Methods 557 consecutive patients (50.4% male; median age 55 yrs) attending rapid access chest pain clinics (RACPC) at two hospitals were risk stratified using NICE criteria. Frequency of admission with suspected angina, diagnosis of CAD and incidence of major adverse cardiac events (MACE: myocardial infarction (MI), cerebrovascular accident (CVA), emergency revascularisation or cardiac-related death) were compared for all risk categories at 6 months.
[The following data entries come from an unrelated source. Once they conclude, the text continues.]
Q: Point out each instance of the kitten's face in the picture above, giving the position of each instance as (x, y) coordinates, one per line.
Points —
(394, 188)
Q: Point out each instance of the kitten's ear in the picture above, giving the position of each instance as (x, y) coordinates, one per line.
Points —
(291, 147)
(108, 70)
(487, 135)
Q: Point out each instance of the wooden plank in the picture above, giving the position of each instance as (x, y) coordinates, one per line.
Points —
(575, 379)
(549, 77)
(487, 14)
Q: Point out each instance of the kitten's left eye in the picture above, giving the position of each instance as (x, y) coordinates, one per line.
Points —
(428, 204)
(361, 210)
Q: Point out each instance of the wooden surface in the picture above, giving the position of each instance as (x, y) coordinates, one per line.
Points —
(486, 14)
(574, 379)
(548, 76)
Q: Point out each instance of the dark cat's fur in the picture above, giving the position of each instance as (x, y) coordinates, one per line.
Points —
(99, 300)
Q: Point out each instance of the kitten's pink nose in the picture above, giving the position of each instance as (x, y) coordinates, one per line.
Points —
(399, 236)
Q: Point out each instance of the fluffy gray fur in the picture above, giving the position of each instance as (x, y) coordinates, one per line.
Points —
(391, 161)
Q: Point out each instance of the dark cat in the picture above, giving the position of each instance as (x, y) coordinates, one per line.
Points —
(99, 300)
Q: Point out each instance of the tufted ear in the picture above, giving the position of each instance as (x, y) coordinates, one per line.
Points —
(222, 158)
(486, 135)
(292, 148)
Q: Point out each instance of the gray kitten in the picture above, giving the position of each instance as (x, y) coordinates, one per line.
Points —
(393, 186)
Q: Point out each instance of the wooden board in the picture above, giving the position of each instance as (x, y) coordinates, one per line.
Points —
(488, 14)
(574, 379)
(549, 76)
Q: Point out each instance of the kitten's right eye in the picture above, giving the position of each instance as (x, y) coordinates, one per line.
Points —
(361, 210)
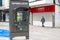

Results Of 360/557 patients with “non-anginal” pain, 14 (3.9%) were subsequently admitted with angina, 34 (9.4%) were diagnosed with CAD, 3 (0.8%) with MI and 2 (0.6%) with CVA. This group accounted for 36.9% of all patients diagnosed with CAD and 38.5% of all patients with MACE. Of 10/557 patients with atypical/typical anginal pain and a likelihood of CAD <10%, 1 (10%) was diagnosed with CAD. None were admitted with angina or diagnosed with MACE. This group accounted for 1.1% of all patients diagnosed with CAD.
Conclusions This study suggests one in ten patients routinely excluded from cardiac investigation by the NICE algorithm have CAD and just over one in a hundred of them have a MACE episode. Although these patients are considered low risk, they account for one third of adverse cardiac events in patients attending RACPC.